Proximity operator — Add a tilde (~) and a numeral to your search terms to locate items where the terms are close to each other. For example, typing “fox quick”~5 returns items containing “fox” and “quick” where the words are separated by the specified edit distance. (“Edit distance” refers to the number of operations necessary to transform one string into another.) Results are ranked by relevance, with those closest to the query string ranked highest. In this example, “quick fox” is more relevant than “quick brown fox.”
Boolean prefixes — You can use a plus (+) or a minus (-) sign as a prefix to force the search to either include or exclude a term. For example, typing quick brown +fox -news causes the search to return results that must contain “fox” and must exclude “news.” In this example, “quick” and “brown” are optional, but their presence improves the relevance of the result.

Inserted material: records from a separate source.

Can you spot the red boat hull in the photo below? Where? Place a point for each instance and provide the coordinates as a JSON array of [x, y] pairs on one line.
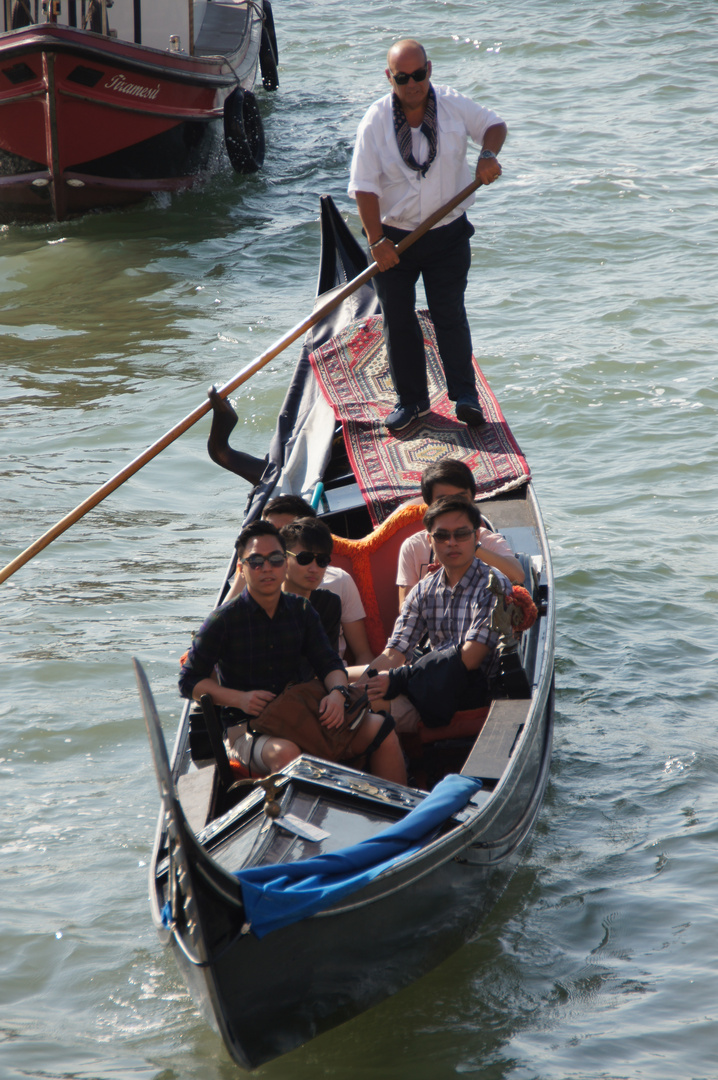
[[89, 121]]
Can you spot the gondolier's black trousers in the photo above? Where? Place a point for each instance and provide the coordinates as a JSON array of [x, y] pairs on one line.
[[442, 257]]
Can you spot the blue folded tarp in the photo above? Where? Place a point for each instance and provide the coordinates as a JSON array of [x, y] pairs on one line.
[[283, 893]]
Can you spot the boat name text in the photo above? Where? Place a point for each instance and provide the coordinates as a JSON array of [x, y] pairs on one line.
[[120, 83]]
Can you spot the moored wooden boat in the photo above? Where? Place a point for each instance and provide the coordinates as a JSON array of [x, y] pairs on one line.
[[269, 986], [102, 105]]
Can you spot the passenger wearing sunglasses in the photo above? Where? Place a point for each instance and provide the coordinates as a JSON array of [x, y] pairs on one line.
[[452, 606], [307, 541], [285, 509], [259, 644], [409, 159], [417, 557]]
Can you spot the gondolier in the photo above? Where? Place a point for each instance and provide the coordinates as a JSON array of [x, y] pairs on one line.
[[410, 158], [356, 949]]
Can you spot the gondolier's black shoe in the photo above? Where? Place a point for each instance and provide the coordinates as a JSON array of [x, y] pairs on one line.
[[404, 415], [470, 412]]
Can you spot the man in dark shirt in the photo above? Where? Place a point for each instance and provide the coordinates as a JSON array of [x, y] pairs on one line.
[[257, 644]]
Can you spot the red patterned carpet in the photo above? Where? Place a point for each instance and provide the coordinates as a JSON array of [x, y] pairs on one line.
[[354, 379]]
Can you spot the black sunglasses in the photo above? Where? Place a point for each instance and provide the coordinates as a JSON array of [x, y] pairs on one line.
[[257, 562], [401, 78], [443, 536], [305, 557]]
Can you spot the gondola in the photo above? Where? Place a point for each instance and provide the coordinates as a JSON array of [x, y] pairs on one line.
[[268, 979], [104, 104]]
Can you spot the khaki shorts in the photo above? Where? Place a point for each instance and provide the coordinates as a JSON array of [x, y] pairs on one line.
[[245, 747]]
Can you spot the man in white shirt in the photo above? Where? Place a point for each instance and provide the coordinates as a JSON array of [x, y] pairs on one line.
[[409, 159]]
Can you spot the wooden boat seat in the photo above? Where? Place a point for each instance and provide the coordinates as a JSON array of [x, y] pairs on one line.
[[495, 745], [373, 563]]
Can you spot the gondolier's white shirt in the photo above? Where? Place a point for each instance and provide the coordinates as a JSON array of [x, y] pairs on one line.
[[405, 197]]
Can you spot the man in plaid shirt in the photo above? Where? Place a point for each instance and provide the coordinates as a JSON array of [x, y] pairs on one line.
[[452, 606]]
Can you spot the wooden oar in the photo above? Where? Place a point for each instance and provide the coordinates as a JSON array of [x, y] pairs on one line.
[[245, 374]]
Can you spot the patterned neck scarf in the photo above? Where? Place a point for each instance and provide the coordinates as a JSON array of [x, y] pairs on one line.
[[404, 132]]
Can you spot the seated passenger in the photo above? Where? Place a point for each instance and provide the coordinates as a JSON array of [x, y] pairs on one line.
[[285, 509], [450, 477], [454, 607], [309, 550], [257, 644]]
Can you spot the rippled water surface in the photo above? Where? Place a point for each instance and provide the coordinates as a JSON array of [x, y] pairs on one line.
[[593, 306]]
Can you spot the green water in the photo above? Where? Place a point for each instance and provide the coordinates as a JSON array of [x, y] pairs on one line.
[[592, 301]]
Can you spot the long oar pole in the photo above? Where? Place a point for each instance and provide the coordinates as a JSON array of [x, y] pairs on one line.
[[246, 373]]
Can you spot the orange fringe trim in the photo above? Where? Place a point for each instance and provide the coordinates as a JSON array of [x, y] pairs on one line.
[[528, 609]]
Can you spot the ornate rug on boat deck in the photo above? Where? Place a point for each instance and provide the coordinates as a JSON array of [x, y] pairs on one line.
[[353, 375]]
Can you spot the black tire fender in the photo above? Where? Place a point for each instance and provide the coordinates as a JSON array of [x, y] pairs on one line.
[[269, 26], [244, 132], [270, 77]]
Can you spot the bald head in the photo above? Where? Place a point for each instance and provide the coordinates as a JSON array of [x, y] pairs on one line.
[[407, 50]]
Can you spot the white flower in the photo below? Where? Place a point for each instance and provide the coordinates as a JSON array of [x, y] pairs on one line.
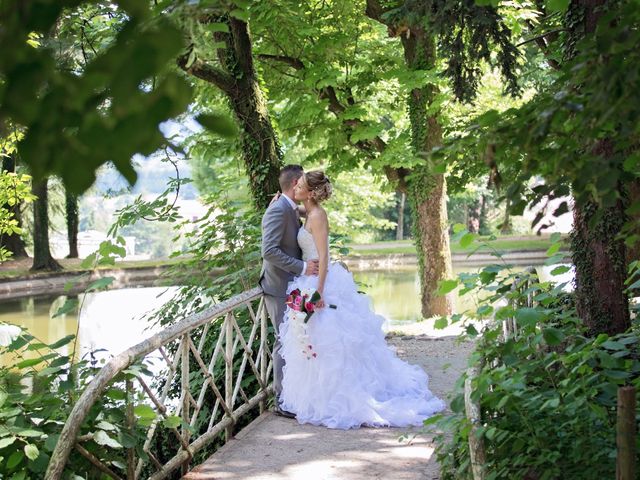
[[298, 317], [8, 333]]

Boolean operators — You can include the standard Boolean operators AND, OR, and NOT (also written as &&, ||, and !) in your search terms. For example, typing quick OR brown AND fox returns results that must include “brown” and “fox” (because AND takes precedence over OR and applies to terms on either side of the operator) with “quick” as optional. Some search criteria allow you to select Boolean operators — true, false, is set, and not set — from a predefined list.
*You must precede reserved characters with a backslash (\) to escape them. The following characters are reserved: + - && || ! ( ) { } [ ] ^ " ~ * ? : \ /
Text Criteria
Most fields in the Search pane are text fields. When you use the Search text field to conduct a search, the search operation assesses the search term in a “natural language” way, performing language analysis, which might lead to different results from what you would expect from a classical text search such as the one in Interplay Production. For example, using the Search text field allows the search to assess root words with their prefixes and suffixes, and some special characters like hyphens (-) are ignored.

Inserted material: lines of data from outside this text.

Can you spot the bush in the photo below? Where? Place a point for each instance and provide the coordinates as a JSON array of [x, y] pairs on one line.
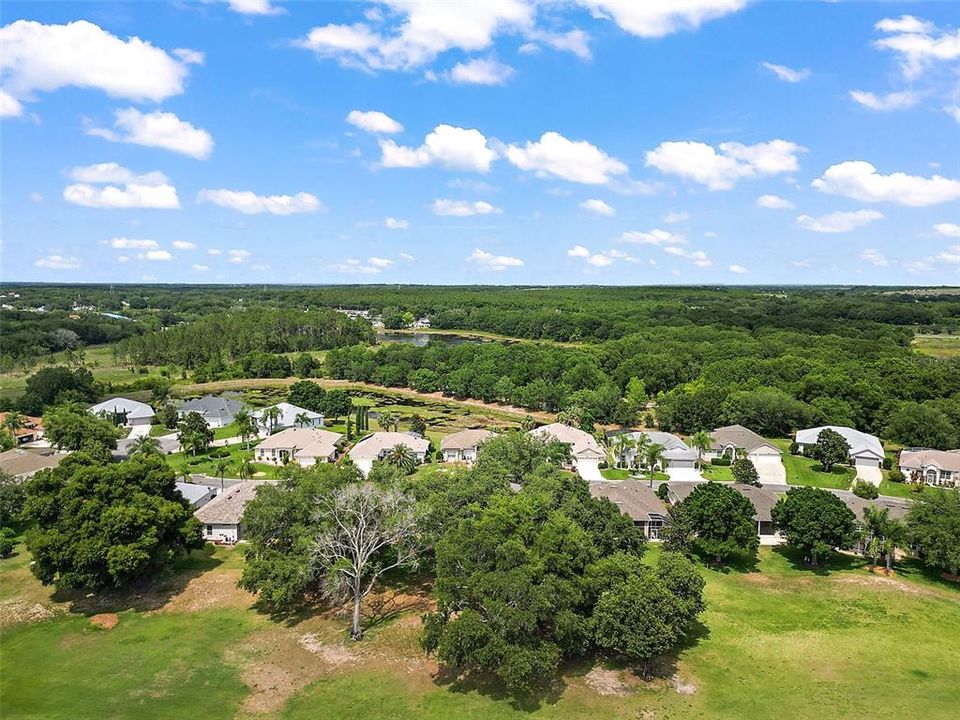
[[868, 491]]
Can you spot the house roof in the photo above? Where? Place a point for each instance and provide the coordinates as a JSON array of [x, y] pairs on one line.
[[18, 462], [123, 406], [920, 459], [288, 414], [580, 442], [371, 447], [31, 424], [465, 439], [738, 436], [227, 508], [212, 406], [860, 442], [632, 497], [763, 499], [309, 442]]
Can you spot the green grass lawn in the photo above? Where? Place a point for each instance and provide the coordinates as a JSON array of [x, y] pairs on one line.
[[779, 641]]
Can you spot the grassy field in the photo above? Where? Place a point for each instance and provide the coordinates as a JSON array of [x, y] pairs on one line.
[[941, 346], [777, 642]]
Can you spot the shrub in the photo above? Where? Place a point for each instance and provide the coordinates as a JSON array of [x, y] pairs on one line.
[[868, 491]]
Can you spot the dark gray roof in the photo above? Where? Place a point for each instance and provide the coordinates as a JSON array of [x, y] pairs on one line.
[[632, 497]]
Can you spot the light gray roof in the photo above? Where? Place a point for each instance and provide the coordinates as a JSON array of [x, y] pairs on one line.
[[123, 406], [632, 497], [228, 507], [465, 439], [738, 436], [920, 459], [212, 406], [860, 442]]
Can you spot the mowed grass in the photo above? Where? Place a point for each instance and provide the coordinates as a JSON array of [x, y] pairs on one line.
[[777, 642]]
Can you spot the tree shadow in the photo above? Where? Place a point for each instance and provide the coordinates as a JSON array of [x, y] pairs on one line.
[[142, 596], [834, 562]]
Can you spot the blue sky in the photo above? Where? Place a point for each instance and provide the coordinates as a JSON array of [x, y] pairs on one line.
[[591, 141]]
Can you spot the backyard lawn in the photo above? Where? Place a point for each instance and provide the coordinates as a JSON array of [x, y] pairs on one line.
[[776, 642]]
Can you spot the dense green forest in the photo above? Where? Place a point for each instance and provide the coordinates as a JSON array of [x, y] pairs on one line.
[[770, 358]]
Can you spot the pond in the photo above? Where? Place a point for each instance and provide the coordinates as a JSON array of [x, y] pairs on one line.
[[421, 339]]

However, terms typed in as text criteria perform result in exact matches, including white space and special characters used in the text fields. You can use text criteria if you want to match an asset name or ID exactly. This is similar to enclosing the search expression in the search text box in quotation marks. For example, if you type 928_myfile in the search text box, the search matches both 928 and myfile. If you type “928_myfile” the search matches only this exact string. This is also how the text criteria behave.
The search criteria menus provide the following search prefixes:
is — Matches the string exactly, including spaces. For example, “blue” matches “blue” but not “blueberry.”
is not — The opposite of “is.” This matches anything that is not the search expression.
contains — Matches substrings, including spaces. For example, “blue” matches both “blue” and “blueberry.”
does not contain — Only matches where the string does not occur.